Over the next 10 days, we'll be taking a look at Florida State football as the Seminoles prepare for spring practice. In anticipation of that, though, I think it's important to remember just how special the 2013 team really was.
This team scored 96 touchdowns. It dominated its schedule like almost no team ever has in the modern era. It is right there or better than any team FSU has ever had, 2005 Texas, 2008 Florida, 2011 Alabama, 2012 Alabama, etc.
Not only does a team like 2013 Florida State not come to Tallahassee every season, but teams like this just aren't around in college football every year. Rarely does a team have both that level of talent and basically everything go right, at the right time, etc.
So while the 2014 Seminoles could be just as good or better than the 2013 version, the chances are that they won't be as good. That's OK. Much lesser teams have won conference and national titles. The 2013 group was special and unique in so many ways, that to expect 2014 to be as good or better is almost disrespectful to what was accomplished in 2013.
Some questions will be answered this spring, and some won't be answered until after summer and fall camp. Some will be answered positively, and some negatively. Without getting too much into the individual positions, I have a few of my own on the macro level.
How many spots are truly open?
I consider FSU's starters to be the QB, 2 RB, FB, 2 TE, 3 WR, 5 OL, 5 DL, 3 LB, and 6 DB. That's 27. Of those, it looks like FSU must replace 12, which is almost half. That's quite a bit. But how many of those are already filled? At least some, but a true number is tough to figure.
Who will lead?
Last year, we asked this about the offense, as Lonnie Pryor, Chris Thompson, EJ Manuel and others left from the 2012 offense. We knew that the defense wasn't losing a ton in the way of leadership (though it did lose a ton of talent).

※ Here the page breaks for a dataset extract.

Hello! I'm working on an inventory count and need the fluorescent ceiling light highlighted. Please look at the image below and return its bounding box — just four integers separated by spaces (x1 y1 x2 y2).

But on the defensive side, FSU lost not only a key player, but a key leader at every level. Gone are Timmy Jernigan, Telvin Smith, Lamarcus Joyner, Terrence Brooks and Christian Jones. The candidates to step up and be the vocal, fiery leader and the alpha are not exactly clear. Goldman has a very different personality than Jernigan did, as does Ramsey and Darby from what Joyner and Brooks brought.
The question "who will lead?," in asking who will step up to replace the departed leaders, is perhaps a bit unfair. It presupposes that someone will step up and fill that leadership void, but knowing how special those players were as leaders, we must realize that there is a chance the leadership does not reach the level of 2013.

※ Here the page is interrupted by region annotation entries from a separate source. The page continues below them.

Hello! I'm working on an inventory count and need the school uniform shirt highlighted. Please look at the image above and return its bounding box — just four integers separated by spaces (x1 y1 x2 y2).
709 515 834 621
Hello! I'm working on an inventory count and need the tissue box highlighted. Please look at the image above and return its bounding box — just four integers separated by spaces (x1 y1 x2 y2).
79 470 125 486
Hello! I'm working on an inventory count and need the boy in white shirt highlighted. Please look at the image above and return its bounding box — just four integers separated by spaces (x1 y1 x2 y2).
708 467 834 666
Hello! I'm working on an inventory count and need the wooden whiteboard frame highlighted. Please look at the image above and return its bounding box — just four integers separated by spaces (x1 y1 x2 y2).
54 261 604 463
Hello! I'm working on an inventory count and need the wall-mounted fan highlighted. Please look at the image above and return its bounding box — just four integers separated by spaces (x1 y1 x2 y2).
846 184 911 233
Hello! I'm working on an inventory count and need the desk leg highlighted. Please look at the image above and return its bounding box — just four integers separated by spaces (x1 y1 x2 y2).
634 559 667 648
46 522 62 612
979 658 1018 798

Florida State only has one hole to fill on special teams this year: punt returner. It has been an interesting position under Jimbo Fisher. In 2009-11, Greg Reid dazzled, fearlessly catching every punt and providing some great returns. In 2012, FSU could not catch punts. In 2013, FSU's punt return game was not great, but it caught punts very well, which is the most basic and crucial part of punt return.
With Kenny Shaw graduating, will sophomore receiver Jesus Wilson, the reserve in 2013, become the starter? If so, what will he offer at the position? Who else will FSU try back there? Rashad Greene has been OK, but he may be too valuable as the No. 1 receiver to have all that traffic around his knees and ankles, increasing the chance for a freak injury.

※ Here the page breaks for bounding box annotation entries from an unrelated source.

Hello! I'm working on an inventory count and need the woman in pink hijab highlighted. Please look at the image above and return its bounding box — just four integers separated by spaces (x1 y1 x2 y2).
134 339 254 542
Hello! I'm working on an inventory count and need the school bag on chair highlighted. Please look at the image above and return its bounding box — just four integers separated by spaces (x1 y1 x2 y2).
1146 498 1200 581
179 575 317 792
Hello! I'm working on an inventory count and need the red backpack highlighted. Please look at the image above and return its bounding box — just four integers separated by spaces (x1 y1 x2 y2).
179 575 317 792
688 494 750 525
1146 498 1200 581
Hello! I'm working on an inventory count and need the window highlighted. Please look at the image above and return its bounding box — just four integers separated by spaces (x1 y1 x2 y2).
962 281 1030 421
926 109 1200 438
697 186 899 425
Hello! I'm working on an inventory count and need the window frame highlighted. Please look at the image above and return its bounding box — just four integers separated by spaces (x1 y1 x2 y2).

How will the offense evolve?
While FSU had incredible injury luck in 2013 during the year, it was very much locked in to what sort of offense it would run by virtue of its tight ends transferring or becoming injured. On April 5, Christo Kourtzidis, the potential No. 2 tight end, injured his shoulder. On June 20, No. 2 tight end, by default, Kevin Haplea tore his ACL. On July 25, Kourtzidis transferred. On August 9, Jeremy Kerr injured his leg and was lost for most of the year. Florida State entered the year and went through the year with just a single true tight end (Giorgio Newberry did move from defensive end to tight end, but was not a contributor).
In 2014, FSU will have six tight ends on its roster, and with the huge losses of Kelvin Benjamin and Kenny Shaw, FSU might look to go with more two-TE sets to lessen the burden on the young receivers. We'll have more on that in the tight ends preview coming up.
Will the defense change?
With Jeremy Pruitt off to Georgia, and Charles Kelly moving from linebackers coach to defensive backs and coordinator, how will the defense change, if any? I have a hunch that the base pass rush will be much better, lessening the need to blitz, and I'll be interested to see how that works out in spring. Three of the top five defensive tackles are also gone, and as you'll read in the defensive line preview, that position is the team's biggest question.